Nor faint when thou art rebuked of Him indicates something else that the believer is not to do.


Nor faint means nor become weary, nor give up, nor lose heart, or nor become discouraged.


It likewise forbids continuing an activity already in progress. Thus, this representative believer was already fainting, giving up, losing heart, or becoming discouraged when rebuked by the Lord; and he needed to stop this.


When thou art rebuked of him indicates the circumstance under which he was losing heart.


When thou art rebuked suggests while you (singular) are rebuked, because you are rebuked, or if you are rebuked.


Rebuked may mean reproved or corrected, or it may be used in the sense of punished or disciplined.


Of Him is by Him and indicates direct agency.
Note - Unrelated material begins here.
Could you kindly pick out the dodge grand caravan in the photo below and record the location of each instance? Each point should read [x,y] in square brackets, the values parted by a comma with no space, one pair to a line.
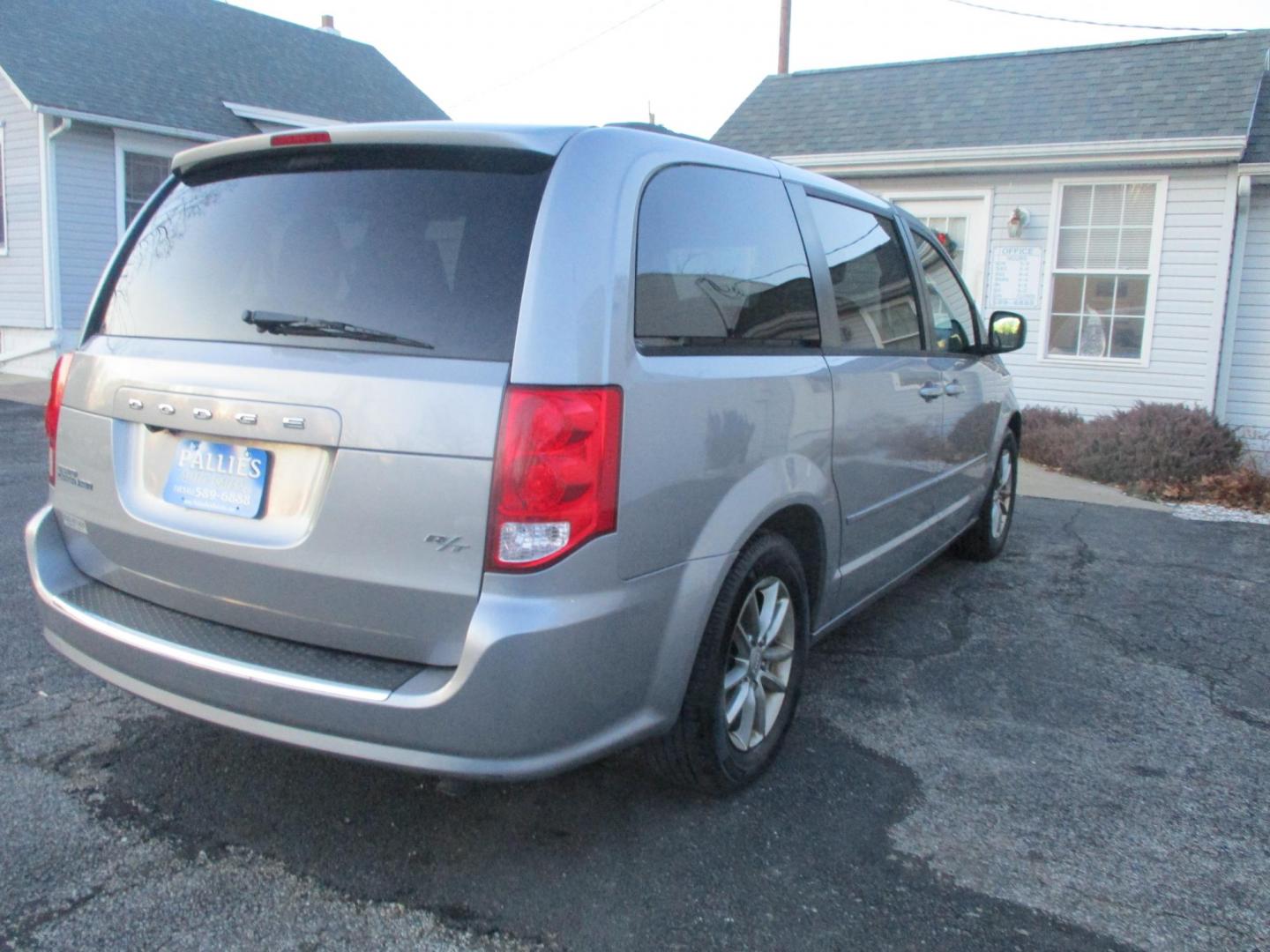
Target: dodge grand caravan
[485,450]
It is the Lord Himself Who is rebuking His child.


Inasmuch as the Lord always knows best, the believer should willingly submit to His correction.



How are we handling whatever is going on in our lives, whether we refer to it as chastening, upbringing, training, or instruction, whether by discipline or by correction?


We should understand that God’s chastening, upbringing, training, or instruction is an indication that we belong to Him, that He loves us, and that He is trying to make us more and more Christlike; and we should be thanking Him for it rather than complaining about it.


Our attitude should be thank you, Lord. I needed this. Help me to learn from it and be more Christlike than ever before.